靴のサイズを選ぶ際には、足の長さだけでなく、足の甲の厚みも関わっているため、足の長さ自体は同じでも、一サイズ大きいものしか合わないこともあります。ぴったり足にフィットする靴を見つけるには、足囲のサイズを把握することも大切です。
足囲はメジャーを使い、赤ちゃんの足の甲をぐるっと測ります。親指の付け根と小指の付け根の骨のもっとも厚いところを測り、足の長さとともに記録しておくようにしましょう。
赤ちゃんの靴の選び方のポイントとは?
赤ちゃんの靴を選ぶのは簡単ではありません。幼稚園児や小学生のお子さんであれば、靴が窮屈かどうか、足にぴったり合っているかどうか、言葉でお母さんに伝えることが出来ますが、初めて靴を履く赤ちゃんにはこれは到底無理な話。
赤ちゃんにとって快適な靴を選べるかどうかは、お母さんの知識と判断次第といえるでしょう。

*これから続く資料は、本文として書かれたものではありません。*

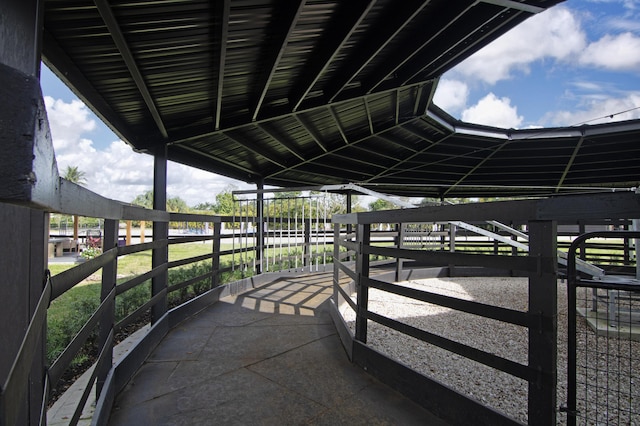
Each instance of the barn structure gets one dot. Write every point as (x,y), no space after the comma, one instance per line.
(290,94)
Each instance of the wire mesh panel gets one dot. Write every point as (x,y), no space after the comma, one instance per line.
(604,345)
(608,356)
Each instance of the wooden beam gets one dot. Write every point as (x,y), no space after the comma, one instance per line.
(222,58)
(290,14)
(346,23)
(123,47)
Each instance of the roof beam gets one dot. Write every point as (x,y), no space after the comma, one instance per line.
(347,21)
(510,4)
(317,157)
(278,139)
(63,66)
(409,158)
(365,101)
(397,101)
(338,125)
(477,166)
(116,33)
(450,14)
(402,144)
(413,72)
(222,57)
(311,132)
(256,149)
(397,19)
(231,165)
(570,163)
(290,15)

赤ちゃんの靴を選ぶ際のポイントについて見ていきましょう。
つま先にゆとりのあるもの
大人の場合、歩行する際には踵から着地し、つま先で床や地面を蹴って次のステップに移りますが、赤ちゃんの場合、足の裏全体で着地する、いわゆるべた足歩きになります。足の裏全体で着地し、そしてそのあとつま先の部分で地面を掴むようにして歩きますので、つま先の部分に余裕がないと、転倒しやすくなります。
これは大人の靴でも同じですが、靴の中で足の指を自由に動かせる余裕がないと、歩き方も不自然になり、足先を痛める原因にもなります。赤ちゃんに靴を履かせ、靴の先を押してみて隙間があるかどうか確認しましょう。
つま先が多少上がったもの
べた足で歩くという特徴のため、つま先が少し上がった靴でないと歩きにくく、転倒しやすくなります。踏み返しのことを考慮して、つま先が少し地面よりも浮いた形の靴を選ぶようにすることがポイントです。
踵がぴったりフィットしているもの
踵の部分でしっかりと足を支えるタイプのものを選びましょう。サンダルやスリップオンタイプのものよりも、踵の部分がしっかりした靴が適しています。
足全体をしっかり固定できるもの
赤ちゃんの足は成長が早く、足のサイズにぴったりの靴を買うとすぐに履けなくなってしまいます。このため、足のサイズよりも一回り大きめのサイズの靴を買う場合がありますが、足のサイズよりも靴が大きいと、靴の中で赤ちゃんの足が固定されずに泳いでしまいます。靴の中で足が前後左右に移動するのは望ましくありません。
大きめサイズの靴をはかせる場合には、足の甲にフィットし、靴の中で足が泳いでしまわないよう、紐やマジックテープで足の甲と踵をしっかり固定できるものにしましょう。
はかせやすく、脱がせやすいもの
はかせやすく、脱がせやすい靴を選ぶようにしましょう。赤ちゃんにはかせやすい・脱がせやすい靴のイメージとしては、足を入れる間口が大きく開くもの。大きく開き、そしてはかせたあとは足全体をしっかり固定する靴が理想的です。
靴底は厚すぎない・薄過ぎない
靴底があまりにも柔らか過ぎるものは、あまりお勧めできません。足裏に受ける衝撃を緩衝するには、ある程度の厚みがあり、弾力性のあるものが適しています。
靴底が指の付け根で曲がるもの
赤ちゃんの靴は、靴底が足指の付け根で曲がるものにしましょう。大人の歩き方と違い、赤ちゃんは足裏全体で着地し、足の指で地面をつかむようにして前に進みます。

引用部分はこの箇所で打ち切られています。